I've seen a face, I've seen the green and I see the desperate connection betweenSo up until today, I've seen a face, I've seen the green and I see the desperate connection between. I guess that Mir Hossein Mousavi is the most credible of the faces, for many, to bridge between the current reality and the future desires. As a dispassionate observer it's frustrating to see this shown in fanaticism. But the fanaticism is the change and going green, itself, is what's paving the way to the future desires. But on the other hand, the fanaticism surrounding Ahmadinejad's support is very much about his personality, thus we see a personality and it's antitype put before us on our voting slips.

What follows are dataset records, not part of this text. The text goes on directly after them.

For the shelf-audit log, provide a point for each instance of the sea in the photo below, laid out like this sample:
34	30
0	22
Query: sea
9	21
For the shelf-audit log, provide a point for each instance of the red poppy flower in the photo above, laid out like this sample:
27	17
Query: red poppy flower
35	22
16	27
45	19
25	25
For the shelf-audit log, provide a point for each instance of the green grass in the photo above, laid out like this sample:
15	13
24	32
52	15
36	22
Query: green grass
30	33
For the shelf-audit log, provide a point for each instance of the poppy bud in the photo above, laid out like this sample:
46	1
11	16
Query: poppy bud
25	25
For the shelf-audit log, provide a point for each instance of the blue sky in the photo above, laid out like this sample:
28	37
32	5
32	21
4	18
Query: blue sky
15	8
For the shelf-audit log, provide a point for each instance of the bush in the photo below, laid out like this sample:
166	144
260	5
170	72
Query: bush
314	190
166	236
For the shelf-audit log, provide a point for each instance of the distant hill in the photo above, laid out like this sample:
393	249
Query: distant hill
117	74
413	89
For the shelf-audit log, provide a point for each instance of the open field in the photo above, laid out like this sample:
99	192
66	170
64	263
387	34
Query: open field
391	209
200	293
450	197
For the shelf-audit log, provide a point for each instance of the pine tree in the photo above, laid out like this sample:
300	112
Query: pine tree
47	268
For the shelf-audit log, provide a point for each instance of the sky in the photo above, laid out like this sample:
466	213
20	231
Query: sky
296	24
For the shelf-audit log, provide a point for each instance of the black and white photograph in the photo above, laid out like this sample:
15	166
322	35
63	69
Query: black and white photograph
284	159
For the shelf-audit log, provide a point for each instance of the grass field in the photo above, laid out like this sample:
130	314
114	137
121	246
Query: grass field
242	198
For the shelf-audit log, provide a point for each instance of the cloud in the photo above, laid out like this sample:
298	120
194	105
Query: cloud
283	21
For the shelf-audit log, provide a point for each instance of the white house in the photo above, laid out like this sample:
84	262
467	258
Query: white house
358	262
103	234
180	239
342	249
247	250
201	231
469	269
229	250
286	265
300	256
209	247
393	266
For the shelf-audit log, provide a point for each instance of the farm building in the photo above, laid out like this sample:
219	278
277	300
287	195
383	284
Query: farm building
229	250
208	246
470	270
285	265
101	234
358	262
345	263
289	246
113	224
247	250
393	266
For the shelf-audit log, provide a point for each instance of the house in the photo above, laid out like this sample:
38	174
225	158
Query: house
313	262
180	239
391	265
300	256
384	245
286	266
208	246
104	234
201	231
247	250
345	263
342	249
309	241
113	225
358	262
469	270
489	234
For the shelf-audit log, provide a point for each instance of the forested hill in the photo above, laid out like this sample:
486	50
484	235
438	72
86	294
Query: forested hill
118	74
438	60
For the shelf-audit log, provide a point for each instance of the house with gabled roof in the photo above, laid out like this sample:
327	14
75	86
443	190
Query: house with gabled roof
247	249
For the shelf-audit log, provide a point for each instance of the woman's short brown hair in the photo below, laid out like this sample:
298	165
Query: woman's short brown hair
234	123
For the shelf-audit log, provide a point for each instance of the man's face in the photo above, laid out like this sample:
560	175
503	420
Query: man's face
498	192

So with a day to go, I'm still unsure of who to vote for and with complete ignorance to my British sensitivities, I'm being asked this with every greeting. The Green Army that surrounds me assures me that there is only one choice and any hint that I'd question that is seen as me playing silly, or even making a mockery of them and the nation. So I ask them why I should vote for Mousavi, and in nearly every case I'm presented with why I should vote against Ahmadinejad. This isn't my question though. On one occasion I was told of Mousavi's previous standing in government and how he help lead the country through it's most difficult times during the Iran, Iraq war. Commendable, but I'm still looking for campaign promises, and never hear them spoken about. As a friend put it to me, his campaign promises are very simple; they are to be the next president and to not be like the last.